Further, students don’t have to rely solely on their teachers to musically vocalize the counts, says Reszetylo. After class, she has told her students to go home, take the choreography, listen to the music, and vocalize it for themselves.
“If you vocalize the counts in the movement with what’s happening in the music, it kind of all comes together.” She continues, “It’s not necessarily just counting. If you vocalize it within your body, then your body is going to be doing that as well. And you probably will feel that musicality a little bit better than just counting counts in your head, because that’s when it can get really, really flat.”
To track their progress, Reszetylo recommends that dancers film themselves before and after vocalizing the choreography.
Start With Joy
While counting the music and muscling out the movement is important in the precision world, equally necessary is the joy, says Reszetylo.
“[Precision technique] is just the way we do things, like the pathways of the arms or thinking of the music in the same exact way. But the basis is dance. It’s why we’re here, doing what we love to do,” says Reszetylo. “I like to start with joy and the dancing and then break it down from there into the details.” She explains further, “You can always add details into a dance, and it’s very hard to add dance into details.”

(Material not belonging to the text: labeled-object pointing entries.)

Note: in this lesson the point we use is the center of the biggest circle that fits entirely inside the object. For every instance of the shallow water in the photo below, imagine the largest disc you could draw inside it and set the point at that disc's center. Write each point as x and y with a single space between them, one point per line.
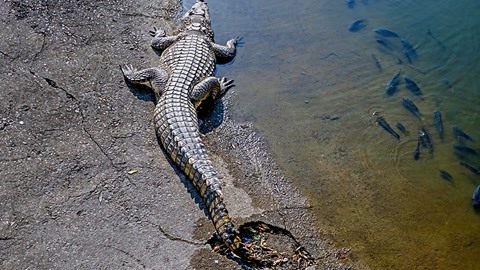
312 87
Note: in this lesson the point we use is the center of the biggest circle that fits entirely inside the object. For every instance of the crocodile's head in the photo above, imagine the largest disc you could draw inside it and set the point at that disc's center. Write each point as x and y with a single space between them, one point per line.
197 19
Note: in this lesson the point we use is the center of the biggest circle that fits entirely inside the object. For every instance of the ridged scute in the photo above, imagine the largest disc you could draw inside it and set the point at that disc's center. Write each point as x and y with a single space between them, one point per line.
189 61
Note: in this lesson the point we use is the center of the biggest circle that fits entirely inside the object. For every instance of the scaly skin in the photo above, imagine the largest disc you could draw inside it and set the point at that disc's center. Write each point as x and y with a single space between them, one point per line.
182 81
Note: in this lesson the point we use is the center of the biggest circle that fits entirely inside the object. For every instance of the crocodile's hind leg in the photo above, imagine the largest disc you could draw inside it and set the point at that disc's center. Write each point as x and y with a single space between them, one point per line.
225 54
155 77
211 86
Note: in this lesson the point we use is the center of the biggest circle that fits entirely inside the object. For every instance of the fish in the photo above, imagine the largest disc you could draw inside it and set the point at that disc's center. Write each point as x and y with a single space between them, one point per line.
411 107
439 43
384 43
416 152
445 175
377 62
437 117
392 84
385 33
357 25
413 87
401 127
408 50
476 198
471 167
460 134
384 124
351 3
425 140
463 149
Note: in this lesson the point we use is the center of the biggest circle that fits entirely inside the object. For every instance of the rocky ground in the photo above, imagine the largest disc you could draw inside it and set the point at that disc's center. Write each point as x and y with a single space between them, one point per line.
83 181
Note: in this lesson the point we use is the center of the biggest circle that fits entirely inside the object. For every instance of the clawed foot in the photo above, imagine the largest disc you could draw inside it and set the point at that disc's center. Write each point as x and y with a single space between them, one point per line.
225 85
127 70
157 32
236 41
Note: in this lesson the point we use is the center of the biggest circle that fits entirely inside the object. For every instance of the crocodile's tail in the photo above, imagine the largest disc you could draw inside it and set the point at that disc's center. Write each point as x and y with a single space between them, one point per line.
176 126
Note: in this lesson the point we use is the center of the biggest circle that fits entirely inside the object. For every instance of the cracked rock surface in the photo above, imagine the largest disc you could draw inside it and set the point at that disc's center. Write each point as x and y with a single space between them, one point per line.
83 181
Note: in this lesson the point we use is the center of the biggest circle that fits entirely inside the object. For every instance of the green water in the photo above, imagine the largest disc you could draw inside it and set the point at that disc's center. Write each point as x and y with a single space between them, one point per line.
300 66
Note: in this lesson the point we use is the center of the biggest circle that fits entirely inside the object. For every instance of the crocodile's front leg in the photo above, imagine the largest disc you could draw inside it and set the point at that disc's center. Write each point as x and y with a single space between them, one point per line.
211 86
156 77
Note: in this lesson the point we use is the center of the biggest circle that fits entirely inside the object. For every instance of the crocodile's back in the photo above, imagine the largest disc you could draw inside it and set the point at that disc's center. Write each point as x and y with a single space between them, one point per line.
190 60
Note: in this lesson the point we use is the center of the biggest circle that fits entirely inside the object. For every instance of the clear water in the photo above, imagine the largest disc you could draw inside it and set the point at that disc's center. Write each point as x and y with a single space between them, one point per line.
301 67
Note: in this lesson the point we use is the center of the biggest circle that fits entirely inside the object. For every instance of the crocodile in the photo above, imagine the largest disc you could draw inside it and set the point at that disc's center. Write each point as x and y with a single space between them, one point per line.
183 79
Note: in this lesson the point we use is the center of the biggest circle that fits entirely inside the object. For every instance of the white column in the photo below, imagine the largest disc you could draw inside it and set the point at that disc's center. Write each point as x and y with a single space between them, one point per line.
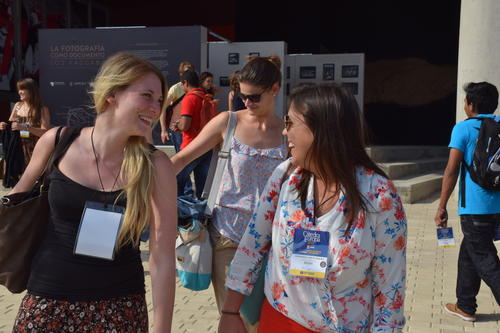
479 47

Likewise, the constant attention to detail can overshadow a dancer’s individual musicality. To combat this, she tells her dancers: “You always want to have a little fire in you, that something else is also happening behind the moves, which makes it so much more interesting.”
When the choreography gets tough and the details seem overwhelming, Reszetylo urges dancers to remember that “the dancing comes first, the feeling comes first. Musicality comes first. Because that’s why we became dancers, right?”
Reszetylo created a playlist for DanceTeacher+ full of songs that she’s drawn to, both as a dancer and choreographer.
“Such a Night” and “Higher,” by Michael Bublé
“Bublé is one of my go-to’s. Big band has so many complex harmonies and syncopated rhythms, which makes it so fun and interesting to choreograph to the music.”
“(Sweet Sweet Baby) Since You Been Gone” and “Rock Steady,” by Aretha Franklin
“Aretha is another favorite of mine. Just listen to her greatest-hits album and the blend of so many different styles. Blending gospel with jazz, blues, and R&B, dancing to her music really lets you let go and actually feel the music. Aretha is as pure as it gets. Her funk and R&B speak for themselves.”
“Miami 2017” and “Stiletto,” by Billy Joel
“Billy Joel is a classically trained pianist who delved into rock and roll and pop. That’s why you can hear that his music is derivative of jazz and all of the standard tunes. That’s why it is perfect for the style of dance I choreograph!”